Unbekannte Gräber werden mitversorgt
Das Wahrnehmen dieser “Pflichten” an Allerheiligen ist so wichtig, dass ältere oder kranke Menschen, die es nicht mehr schaffen, persönlich zum Friedhof zu gehen, Verwandte, Freunde oder Nachbarn darum bitten, die Grabpflege an diesem Tag für sie zu übernehmen. Es ist eine Selbstverständlichkeit, dieser Bitte nachzukommen. Es ist auch selbstverständlich, an Allerheiligen mehrere Friedhöfe aufzusuchen und zu pflegen, wenn die Verwandtschaft entsprechend beigesetzt wurde. Zudem sollen auch unbekannte, verwahrloste Gräber mitversorgt werden, zum Beispiel von dicken Laubschichten befreit und mit einer Kerze geschmückt. Die Seelen der Verstorbenen werden immer mit einem Gebet bedacht. So kommt es nicht selten vor, dass sich die Friedhofsgänge an Allerseelen fortsetzen, bis alle Gräber gebührend versorgt sind.
In der polnischen Tradition steht der 1. November aber auch für die Erinnerung an die Toten in einem größeren Zusammenhang, im Sinne von Krieg und Aufstand. Deshalb zünden die Menschen auch viele Kerzen am Grab des unbekannten Soldaten an, den es auf den meisten polnischen Friedhöfen gibt, oder an anderen Kriegsdenkmälern. Auch werden hier Kränze und Blumen niedergelegt. Alles in allem ist der Anblick eines polnischen Friedhofs an Allerheiligen ergreifend: Die unzähligen Lichtlein flackern wie ein Sternenhimmel, die bunten Blumen hellen die trübe Jahreszeit auf und die Verbundenheit der Menschen mit ihren Verstorbenen und mit ihrem Glauben wird direkt sichtbar.
Ehrung aller Heiligen
Zu Zeiten der polnischen Volksrepublik bemühte sich das Regime zunächst, Allerheiligen abzuschaffen. Angesichts des Widerstands der Bevölkerung ging man dazu über, den Tag zu säkularisieren und benannte ihn zum “Fest der Verstorbenen” um. Ursprünglich wurden an Allerheiligen die Heiligen geehrt und an Allerseelen die verstorbenen Familienangehörigen.

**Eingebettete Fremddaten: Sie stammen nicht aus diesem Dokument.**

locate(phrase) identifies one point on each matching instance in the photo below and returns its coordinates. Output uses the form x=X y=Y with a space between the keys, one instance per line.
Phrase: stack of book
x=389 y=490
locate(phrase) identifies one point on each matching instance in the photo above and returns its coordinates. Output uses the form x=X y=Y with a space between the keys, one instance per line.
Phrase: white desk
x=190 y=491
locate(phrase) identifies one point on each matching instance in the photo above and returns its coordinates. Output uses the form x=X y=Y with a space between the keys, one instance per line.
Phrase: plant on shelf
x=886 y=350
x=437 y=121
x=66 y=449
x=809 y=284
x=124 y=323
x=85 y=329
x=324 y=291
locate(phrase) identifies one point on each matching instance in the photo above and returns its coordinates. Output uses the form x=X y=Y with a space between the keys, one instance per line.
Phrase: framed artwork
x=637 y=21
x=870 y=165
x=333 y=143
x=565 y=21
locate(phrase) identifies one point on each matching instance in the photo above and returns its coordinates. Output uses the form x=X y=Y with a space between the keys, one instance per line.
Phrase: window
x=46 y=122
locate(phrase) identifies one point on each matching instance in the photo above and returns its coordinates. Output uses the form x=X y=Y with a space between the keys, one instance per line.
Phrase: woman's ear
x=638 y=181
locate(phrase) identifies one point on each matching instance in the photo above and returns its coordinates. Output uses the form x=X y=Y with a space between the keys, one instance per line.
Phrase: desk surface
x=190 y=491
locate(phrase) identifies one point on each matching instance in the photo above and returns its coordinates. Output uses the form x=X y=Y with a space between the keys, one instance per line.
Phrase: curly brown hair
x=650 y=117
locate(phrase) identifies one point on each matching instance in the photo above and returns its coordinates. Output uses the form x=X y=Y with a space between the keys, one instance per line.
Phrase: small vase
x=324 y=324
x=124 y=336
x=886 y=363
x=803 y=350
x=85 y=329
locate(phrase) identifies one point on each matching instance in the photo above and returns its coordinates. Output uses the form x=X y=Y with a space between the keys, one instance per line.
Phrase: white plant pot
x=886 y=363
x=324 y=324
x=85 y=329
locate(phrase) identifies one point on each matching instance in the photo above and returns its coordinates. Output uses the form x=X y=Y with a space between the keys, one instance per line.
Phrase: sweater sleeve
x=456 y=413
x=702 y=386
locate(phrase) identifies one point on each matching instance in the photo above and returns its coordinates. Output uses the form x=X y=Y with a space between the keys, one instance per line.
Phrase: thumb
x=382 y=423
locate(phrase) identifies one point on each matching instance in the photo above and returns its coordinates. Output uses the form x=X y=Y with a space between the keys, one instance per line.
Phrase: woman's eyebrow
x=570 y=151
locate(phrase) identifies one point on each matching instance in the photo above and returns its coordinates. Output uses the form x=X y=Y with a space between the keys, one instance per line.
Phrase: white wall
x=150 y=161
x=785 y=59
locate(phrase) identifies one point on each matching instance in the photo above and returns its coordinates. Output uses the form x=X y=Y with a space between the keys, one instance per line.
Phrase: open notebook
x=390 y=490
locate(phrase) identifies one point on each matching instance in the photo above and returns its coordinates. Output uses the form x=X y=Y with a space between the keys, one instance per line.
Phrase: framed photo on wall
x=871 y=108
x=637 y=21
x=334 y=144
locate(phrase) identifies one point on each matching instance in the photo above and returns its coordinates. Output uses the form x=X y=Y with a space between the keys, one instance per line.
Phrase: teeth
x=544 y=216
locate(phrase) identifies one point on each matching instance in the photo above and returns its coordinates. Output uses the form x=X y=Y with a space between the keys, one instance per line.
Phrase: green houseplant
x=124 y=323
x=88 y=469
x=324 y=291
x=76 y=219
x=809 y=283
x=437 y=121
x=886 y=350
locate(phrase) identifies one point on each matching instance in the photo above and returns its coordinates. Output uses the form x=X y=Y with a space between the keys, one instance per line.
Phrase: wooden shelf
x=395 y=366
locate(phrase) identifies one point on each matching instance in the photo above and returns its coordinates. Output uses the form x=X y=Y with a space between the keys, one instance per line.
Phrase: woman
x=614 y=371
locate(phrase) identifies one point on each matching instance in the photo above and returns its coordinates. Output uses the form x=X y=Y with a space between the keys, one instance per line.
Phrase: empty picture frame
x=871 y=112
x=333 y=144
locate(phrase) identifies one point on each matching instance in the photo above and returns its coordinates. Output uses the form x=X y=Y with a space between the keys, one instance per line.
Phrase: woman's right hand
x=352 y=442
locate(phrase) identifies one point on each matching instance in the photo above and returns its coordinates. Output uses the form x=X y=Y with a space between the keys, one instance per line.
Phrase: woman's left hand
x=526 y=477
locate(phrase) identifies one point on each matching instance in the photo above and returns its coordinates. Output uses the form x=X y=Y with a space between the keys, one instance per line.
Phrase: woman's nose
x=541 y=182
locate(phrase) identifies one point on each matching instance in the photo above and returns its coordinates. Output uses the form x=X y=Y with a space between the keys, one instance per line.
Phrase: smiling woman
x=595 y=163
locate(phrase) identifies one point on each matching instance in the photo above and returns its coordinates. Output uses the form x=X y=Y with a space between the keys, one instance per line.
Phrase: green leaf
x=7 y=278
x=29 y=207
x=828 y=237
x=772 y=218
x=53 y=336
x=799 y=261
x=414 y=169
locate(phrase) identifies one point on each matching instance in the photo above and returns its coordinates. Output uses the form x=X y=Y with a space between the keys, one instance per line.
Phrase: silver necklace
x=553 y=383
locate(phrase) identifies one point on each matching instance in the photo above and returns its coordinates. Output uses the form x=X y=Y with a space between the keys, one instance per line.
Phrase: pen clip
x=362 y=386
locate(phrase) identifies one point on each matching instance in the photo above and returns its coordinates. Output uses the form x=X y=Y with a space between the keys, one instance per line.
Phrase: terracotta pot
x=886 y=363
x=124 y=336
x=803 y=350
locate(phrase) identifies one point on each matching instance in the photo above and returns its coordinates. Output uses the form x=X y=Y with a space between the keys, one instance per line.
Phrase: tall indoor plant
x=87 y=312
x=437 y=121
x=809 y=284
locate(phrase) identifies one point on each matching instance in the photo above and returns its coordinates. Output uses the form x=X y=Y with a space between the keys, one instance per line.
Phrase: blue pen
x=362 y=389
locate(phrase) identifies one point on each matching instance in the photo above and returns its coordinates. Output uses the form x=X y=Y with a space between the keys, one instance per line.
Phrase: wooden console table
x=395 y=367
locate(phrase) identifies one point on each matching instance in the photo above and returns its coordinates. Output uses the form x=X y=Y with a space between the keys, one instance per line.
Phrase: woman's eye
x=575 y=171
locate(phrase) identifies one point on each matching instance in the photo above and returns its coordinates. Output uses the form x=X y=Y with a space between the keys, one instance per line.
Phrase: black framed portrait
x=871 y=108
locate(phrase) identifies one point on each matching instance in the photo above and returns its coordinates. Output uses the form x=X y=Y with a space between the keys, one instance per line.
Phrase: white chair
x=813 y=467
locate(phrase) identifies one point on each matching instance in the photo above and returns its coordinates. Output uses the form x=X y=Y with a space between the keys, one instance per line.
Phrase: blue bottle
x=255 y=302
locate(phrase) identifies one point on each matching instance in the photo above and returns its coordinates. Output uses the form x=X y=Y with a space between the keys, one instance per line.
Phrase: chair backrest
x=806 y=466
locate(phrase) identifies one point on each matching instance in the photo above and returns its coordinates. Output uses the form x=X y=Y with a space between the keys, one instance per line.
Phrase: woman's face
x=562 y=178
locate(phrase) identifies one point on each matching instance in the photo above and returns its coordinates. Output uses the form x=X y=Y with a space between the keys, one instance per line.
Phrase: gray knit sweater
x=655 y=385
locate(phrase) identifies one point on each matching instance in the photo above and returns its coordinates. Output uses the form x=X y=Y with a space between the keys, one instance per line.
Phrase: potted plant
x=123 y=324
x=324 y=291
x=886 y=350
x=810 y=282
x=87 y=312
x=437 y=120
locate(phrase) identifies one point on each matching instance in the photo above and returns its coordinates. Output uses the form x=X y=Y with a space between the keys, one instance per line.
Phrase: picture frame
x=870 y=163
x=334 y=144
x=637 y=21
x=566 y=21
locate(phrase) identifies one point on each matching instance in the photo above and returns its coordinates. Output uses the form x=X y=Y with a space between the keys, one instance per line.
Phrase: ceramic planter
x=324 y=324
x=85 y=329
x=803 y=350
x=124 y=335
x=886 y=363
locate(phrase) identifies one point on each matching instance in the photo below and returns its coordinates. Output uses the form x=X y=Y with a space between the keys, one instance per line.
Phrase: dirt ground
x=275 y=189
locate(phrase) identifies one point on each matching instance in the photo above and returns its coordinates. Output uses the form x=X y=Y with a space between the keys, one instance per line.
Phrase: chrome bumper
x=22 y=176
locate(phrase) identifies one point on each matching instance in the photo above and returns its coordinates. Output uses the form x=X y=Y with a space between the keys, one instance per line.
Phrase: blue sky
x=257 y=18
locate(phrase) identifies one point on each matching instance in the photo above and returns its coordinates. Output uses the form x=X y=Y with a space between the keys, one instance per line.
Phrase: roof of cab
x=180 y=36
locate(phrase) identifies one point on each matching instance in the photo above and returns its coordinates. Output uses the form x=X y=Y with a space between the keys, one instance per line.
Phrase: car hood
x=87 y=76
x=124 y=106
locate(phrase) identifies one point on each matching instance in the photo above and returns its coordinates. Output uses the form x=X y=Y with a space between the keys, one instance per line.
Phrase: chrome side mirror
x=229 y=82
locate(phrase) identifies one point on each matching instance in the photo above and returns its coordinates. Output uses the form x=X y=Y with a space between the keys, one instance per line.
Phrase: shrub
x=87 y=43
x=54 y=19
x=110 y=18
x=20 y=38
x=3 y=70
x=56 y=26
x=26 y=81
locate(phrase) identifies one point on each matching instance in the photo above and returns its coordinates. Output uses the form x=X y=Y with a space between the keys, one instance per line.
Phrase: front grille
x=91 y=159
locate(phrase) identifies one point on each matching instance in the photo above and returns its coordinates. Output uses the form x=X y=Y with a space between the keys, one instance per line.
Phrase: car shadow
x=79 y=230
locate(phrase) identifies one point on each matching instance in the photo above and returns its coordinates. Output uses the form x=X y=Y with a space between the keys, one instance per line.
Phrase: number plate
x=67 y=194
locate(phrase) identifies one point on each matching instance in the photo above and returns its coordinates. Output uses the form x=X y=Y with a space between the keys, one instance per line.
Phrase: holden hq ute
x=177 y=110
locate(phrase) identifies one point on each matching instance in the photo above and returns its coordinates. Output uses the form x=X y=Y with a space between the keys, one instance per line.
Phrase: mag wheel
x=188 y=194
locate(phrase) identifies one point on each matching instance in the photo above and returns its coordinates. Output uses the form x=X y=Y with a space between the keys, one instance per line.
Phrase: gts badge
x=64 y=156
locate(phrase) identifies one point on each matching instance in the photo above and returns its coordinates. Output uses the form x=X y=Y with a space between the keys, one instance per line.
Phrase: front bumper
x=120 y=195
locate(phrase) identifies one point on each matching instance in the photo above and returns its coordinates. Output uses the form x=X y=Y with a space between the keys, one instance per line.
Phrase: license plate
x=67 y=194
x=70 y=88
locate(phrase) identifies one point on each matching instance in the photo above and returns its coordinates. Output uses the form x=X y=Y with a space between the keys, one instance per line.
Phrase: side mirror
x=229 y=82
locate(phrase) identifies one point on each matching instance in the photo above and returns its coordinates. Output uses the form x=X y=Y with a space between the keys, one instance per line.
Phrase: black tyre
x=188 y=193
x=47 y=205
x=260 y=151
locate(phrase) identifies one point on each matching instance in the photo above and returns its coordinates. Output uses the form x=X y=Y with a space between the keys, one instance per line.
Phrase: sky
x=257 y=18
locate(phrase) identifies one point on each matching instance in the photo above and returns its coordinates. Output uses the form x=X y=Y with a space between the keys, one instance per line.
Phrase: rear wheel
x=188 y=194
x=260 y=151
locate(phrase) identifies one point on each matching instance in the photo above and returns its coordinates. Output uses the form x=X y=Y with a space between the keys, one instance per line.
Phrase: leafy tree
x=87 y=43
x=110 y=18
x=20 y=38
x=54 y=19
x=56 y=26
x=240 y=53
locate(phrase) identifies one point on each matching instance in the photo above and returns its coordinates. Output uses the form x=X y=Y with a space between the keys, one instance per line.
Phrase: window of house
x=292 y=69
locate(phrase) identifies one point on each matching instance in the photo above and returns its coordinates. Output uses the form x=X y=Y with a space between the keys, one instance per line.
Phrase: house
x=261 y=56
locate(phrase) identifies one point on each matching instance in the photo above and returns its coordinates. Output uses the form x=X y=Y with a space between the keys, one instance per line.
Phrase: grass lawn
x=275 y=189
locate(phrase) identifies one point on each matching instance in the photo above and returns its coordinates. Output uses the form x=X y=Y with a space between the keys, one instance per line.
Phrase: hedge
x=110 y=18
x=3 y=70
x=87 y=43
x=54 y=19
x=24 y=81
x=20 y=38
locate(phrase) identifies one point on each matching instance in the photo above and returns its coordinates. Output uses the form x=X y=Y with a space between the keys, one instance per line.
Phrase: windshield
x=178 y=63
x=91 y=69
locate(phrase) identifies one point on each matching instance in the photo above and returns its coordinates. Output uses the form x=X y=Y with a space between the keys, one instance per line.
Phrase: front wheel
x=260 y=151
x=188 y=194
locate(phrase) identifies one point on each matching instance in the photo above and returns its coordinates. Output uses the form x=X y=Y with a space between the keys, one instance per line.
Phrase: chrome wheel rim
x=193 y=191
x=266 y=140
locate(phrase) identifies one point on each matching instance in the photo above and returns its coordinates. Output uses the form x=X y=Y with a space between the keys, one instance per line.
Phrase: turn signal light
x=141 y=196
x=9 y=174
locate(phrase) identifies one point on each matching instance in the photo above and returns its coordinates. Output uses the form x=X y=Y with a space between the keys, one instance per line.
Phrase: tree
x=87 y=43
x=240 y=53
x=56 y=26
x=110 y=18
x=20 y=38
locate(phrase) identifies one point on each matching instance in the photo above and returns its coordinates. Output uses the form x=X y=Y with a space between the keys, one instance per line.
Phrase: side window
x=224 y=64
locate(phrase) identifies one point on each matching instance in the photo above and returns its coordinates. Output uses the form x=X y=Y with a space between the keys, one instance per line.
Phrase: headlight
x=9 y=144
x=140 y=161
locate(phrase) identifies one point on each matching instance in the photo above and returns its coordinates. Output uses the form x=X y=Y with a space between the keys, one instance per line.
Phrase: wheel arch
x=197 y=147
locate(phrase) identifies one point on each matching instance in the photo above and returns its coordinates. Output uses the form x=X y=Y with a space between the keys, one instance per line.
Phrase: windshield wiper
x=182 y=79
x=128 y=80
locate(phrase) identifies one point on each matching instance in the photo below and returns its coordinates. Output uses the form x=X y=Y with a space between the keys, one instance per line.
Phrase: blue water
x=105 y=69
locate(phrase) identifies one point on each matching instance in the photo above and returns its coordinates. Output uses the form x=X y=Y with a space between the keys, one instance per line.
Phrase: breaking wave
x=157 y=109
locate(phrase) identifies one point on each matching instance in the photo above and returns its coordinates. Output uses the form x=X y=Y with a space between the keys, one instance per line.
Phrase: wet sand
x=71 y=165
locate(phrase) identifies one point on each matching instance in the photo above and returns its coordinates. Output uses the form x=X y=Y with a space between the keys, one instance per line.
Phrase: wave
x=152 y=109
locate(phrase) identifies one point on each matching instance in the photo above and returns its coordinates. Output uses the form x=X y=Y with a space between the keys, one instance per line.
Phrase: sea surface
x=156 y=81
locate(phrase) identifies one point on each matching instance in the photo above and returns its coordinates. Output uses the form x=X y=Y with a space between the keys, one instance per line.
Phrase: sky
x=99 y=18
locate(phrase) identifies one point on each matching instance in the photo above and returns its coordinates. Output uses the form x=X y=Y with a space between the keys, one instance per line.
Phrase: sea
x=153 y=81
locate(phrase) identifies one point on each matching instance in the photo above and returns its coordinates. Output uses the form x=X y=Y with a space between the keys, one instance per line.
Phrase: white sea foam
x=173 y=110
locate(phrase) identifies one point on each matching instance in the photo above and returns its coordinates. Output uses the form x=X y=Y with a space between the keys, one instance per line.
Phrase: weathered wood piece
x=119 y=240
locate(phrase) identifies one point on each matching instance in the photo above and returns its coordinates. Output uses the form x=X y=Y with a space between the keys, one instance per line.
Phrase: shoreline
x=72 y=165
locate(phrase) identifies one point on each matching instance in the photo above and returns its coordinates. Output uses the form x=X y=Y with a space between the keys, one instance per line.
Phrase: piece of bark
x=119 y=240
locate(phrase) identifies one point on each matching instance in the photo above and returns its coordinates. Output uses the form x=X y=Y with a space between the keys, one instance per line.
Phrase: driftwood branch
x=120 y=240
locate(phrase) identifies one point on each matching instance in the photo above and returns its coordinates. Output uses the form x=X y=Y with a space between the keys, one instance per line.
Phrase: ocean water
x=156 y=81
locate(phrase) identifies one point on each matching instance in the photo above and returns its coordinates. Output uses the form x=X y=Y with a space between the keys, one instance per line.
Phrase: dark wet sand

Da das polnische Regime den 2. November jedoch nicht zum gesetzlichen Feiertag machte, die Polen aber die Tradition der Ehrung ihrer Verstorbenen weiterhin pflegen wollten, begannen sie, am 1. November auf die Friedhöfe zu gehen. Der Brauch ist heute so weit verbreitet, dass sich kaum noch jemand daran erinnert, dass der 1. November eigentlich den Heiligen vorbehalten war. Inzwischen ist der Tag auch wieder zu Allerheiligen umbenannt worden, wobei die ältere Bevölkerung manchmal auch die Bezeichnung Tag der Verstorbenen verwendet.
Alter Volksglaube
Im Volksglauben versammelten sich in der Nacht vom 1. auf den 2. November die Seelen der Toten aus dem Fegefeuer in der Kirche, um an einer Messe teilzunehmen, die ein ebenfalls toter Priester leitete. Anschließend, so glaubte man, zogen sie in einer Prozession zum Friedhof. Da die Menschen auch daran glaubten, dass die Toten in dieser Nacht die Häuser der Lebenden besuchen durften, ließen sie die Fenster leicht geöffnet und bewegten sich vorsichtig, um die Besucher nicht zu stören.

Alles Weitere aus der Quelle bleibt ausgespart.